Nas ruas de Belém contra a PEC 37

O Projeto de Emenda Constitucional (PEC) 37 - que prevê que as investigações criminais fiquem restritas à atuação da Polícia Civil e da Polícia Federal – foi alvo de mais protestos em Belém na manhã de sábado. Estampada em vários cartazes durante a grande manifestação da última quinta-feira, o ‘não’ à aprovação da PEC foi reforçado no protesto que seguiu da Praça da República até a sede do Ministério Público do Estado do Pará (MP).

Constatada a adesão maciça de jovens que também se demonstravam contrários ao projeto que, se aprovado, impedirá a participação do Ministério Público em investigações criminais, a Associação do Ministério Público do Pará (Ampep) comemorou o apoio. “O MP já vem nessa campanha para esclarecer sobre os efeitos dessa PEC e ficamos muito felizes de ver a juventude também brigando contra um projeto que tem como tendência aumentar a corrupção”, afirmou o promotor e presidente da Ampep, Samir Dahas.

Maioria dentre os que caminharam em direção à sede do órgão, os jovens se concentraram ao lado do Teatro da Paz desde o início da manhã para pintar os rostos e cartazes.

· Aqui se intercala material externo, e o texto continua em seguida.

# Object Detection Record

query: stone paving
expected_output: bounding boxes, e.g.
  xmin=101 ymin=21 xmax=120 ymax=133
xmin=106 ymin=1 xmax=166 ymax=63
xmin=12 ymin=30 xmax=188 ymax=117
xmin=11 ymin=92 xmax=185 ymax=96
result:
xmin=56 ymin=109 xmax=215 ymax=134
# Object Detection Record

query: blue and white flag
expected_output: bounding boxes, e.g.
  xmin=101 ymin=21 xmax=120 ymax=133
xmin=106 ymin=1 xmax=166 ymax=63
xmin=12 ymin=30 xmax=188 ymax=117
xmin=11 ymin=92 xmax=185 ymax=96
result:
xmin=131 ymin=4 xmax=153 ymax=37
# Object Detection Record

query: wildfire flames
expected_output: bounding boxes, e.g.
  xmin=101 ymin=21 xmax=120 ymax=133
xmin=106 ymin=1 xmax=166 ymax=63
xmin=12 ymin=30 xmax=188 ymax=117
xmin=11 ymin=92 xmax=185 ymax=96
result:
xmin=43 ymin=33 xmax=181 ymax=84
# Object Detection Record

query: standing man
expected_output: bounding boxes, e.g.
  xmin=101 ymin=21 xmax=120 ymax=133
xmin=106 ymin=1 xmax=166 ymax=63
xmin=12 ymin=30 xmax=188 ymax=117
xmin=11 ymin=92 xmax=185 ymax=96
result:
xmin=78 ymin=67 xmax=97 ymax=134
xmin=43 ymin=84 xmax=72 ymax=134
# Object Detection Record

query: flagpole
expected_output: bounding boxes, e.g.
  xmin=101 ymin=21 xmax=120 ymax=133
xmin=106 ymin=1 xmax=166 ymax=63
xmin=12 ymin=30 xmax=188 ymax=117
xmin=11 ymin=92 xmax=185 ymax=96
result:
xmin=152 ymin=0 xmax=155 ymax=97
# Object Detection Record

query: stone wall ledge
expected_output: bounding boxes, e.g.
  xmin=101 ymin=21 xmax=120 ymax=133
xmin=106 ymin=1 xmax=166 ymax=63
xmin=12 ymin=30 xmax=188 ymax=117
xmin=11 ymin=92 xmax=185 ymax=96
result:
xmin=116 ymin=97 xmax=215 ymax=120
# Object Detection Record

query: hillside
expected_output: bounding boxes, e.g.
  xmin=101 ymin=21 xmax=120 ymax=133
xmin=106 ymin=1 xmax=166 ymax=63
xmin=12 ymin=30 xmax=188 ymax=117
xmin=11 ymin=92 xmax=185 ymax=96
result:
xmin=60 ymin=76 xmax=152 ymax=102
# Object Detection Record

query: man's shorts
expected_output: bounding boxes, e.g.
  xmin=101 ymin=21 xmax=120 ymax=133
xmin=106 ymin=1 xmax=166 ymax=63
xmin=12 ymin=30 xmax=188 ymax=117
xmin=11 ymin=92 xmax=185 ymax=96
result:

Responsável por pintar o que clamava pela queda do projeto, o estudante Denilson Silva, de 21 anos, também acreditava no resultado positivo. “Querem calar o MP que é responsável por investigar vários casos de interesse da sociedade. Essa é uma forma de deixar os corruptos soltos para fazerem o que eles querem”, acredita. “Estamos aqui (nas ruas) para que ela não seja aprovada e para mostrar que devemos ser ouvidos porque essa PEC não vai beneficiar a gente em nada”.

MOBILIZAÇÃO

O empresário Carlos Fernandes, 54 anos, também resolveu caminhar contra o projeto. “Concordar com essa PEC é dar passaporte para a corrupção. Acredito que com essa mobilização eles vão pensar dez vezes antes de aprovar esse projeto. Se ele for aprovado, não sei as consequências que isso poderá ter”, disse, ao pontuar que acompanhava o filho e um amigo. “O MP não é polícia, mas tem o conhecimento jurídico para atuar nesses casos de lapidação do erários público”.

Com o mesmo teor apartidário observado nas duas maiores manifestações realizadas na capital paraense recentemente, durante o protesto pela derrubada da PEC 37, muitos jovens também empunhavam bandeiras do Brasil e cantavam o hino do país e do Pará. Com gritos de “vem pra rua” e sem que houvesse um encaminhamento político à frente do protesto, por vezes, a manifestação parava no meio do caminho e silenciava.

Recebidos com água mineral e palavras de apoio pelo Ministério Público assim que chegaram à frente da sede, no bairro da Cidade Velha, os manifestantes se sentaram e ouviram de forma democrática os que pediam para se pronunciar no microfone.

“Vocês estão mostrando que tem uma razão. Nenhuma vidraça quebrada aqui ou acolá vai recuperar a vida de crianças que estão morrendo nos prontos-socorros. Querem desmotivar vocês, mas o movimento é justo e pacífico”, destacou o procurador geral do MP, Marcos Antônio Ferreira das Neves. “Hoje temos a PEC 37. Querem calar o MP porque querem continuar negando os direitos fundamentais”.